Enterprise Information Management
Aarisha provides Enterprise Information Management, both on-premises and for cloud services, offering the only complete solution for Enterprise Information Management offering a comprehensive view of all the information within the organization
Enterprise Information Management (EIM) solutions manage the creation, capture, use and eventual lifecycle of structured and unstructured information. Aarisha's EIM solutions are designed to help organizations extract value from their information, secure that information, and meet the growing list of compliance requirements.
Aarisha's Enterprise Information Management Software platform manages and analyzes information, enabling the Intelligent and Connected Enterprise with machines (automation), artificial intelligence (AI), Application Programming Interfaces (APIs) and data management combined into an intelligent information core. Information from humans and machines are brought together and securely managed, stored, accessed and mined, with analytics, for actionable insights.
Aarisha follows the unstructured content, ranging from customer information and case files to employee information, transactions and interactions along the supply chain to information used to manage assets, such as planes, trains, automobiles, nuclear power plants, oil rigs, to industry accelerators, such as IT and innovation platforms.
Aarisha's experts encourage you to house your enterprises data in a more structured form that provides overall support for analytics, managed data cleansing, enrichment and integration, and compliments other architecture like a data lake and big data.
Data strategy and planning : Lays the foundation for a new data warehouse or a plan to improve the existing one.
Data warehouse consulting : Customized workshops and assessments to design a high-performant Azure Data Management solution.
Data integration services : Integrate data from an on-premise and cloud source system into Azure SQL Data Warehouse.
Data reconciliation : Execute end-to-end testing to validate and reconcile between source and target system.
ETL : Extract, transform, and load (ETL) legacy data into a cloud data warehouse.
Data warehouse analysis : Business requirements gathered to convert the data warehouse into a scalable data structure.
Aarisha's Cloud Data Lakes integrate data from disparate sources, govern data quality and deliver a single version of the truth. With data privacy and security built in from the ground up, these "little-engines-that-could" also deliver cloud-enabled scalability, self-service capability for democratized access, and faster time-to-market for new data products.

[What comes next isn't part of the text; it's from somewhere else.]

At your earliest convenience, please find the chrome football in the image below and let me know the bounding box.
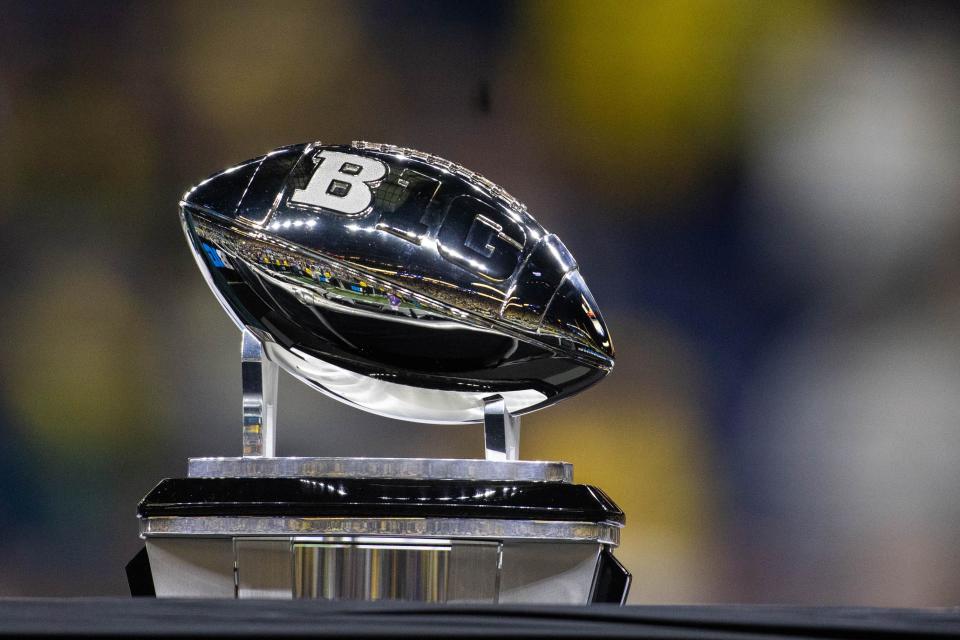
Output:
[180,142,613,423]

Aarisha's Cloud Data Lakes services come with our incisive knowledge and expertise to support your business in deciphering these central questions before driving the cloud engineering behind your eventual storage architecture. Aarisha's Cloud Data Lakes consultants meticulously evaluate your enterprise's specific data formats, sources (raw vs. structured), end users, processing requirements, and intended outcomes. The goal is to address pain points within your current data storage infrastructure that can be resolved within these new, more efficient frameworks.
- Well-organized, accessible Data Lakes for large volumes of raw data for use in myriad future analytics applications, primarily managed by data scientists.
- Data Warehouse architecture that comprises structured, filtered data ready for analytics, giving business users multiple self-service options for analytics, data visualization and reporting applications.
- A combination of Data Lakes and Data Warehouse architecture, with appropriate hierarchies, security, and governance rules providing a best-of-both-worlds solution.
Aarisha specializes in building native data lakes that power faster, cheaper and more agile cloud analytics for IT, business users and data scientists.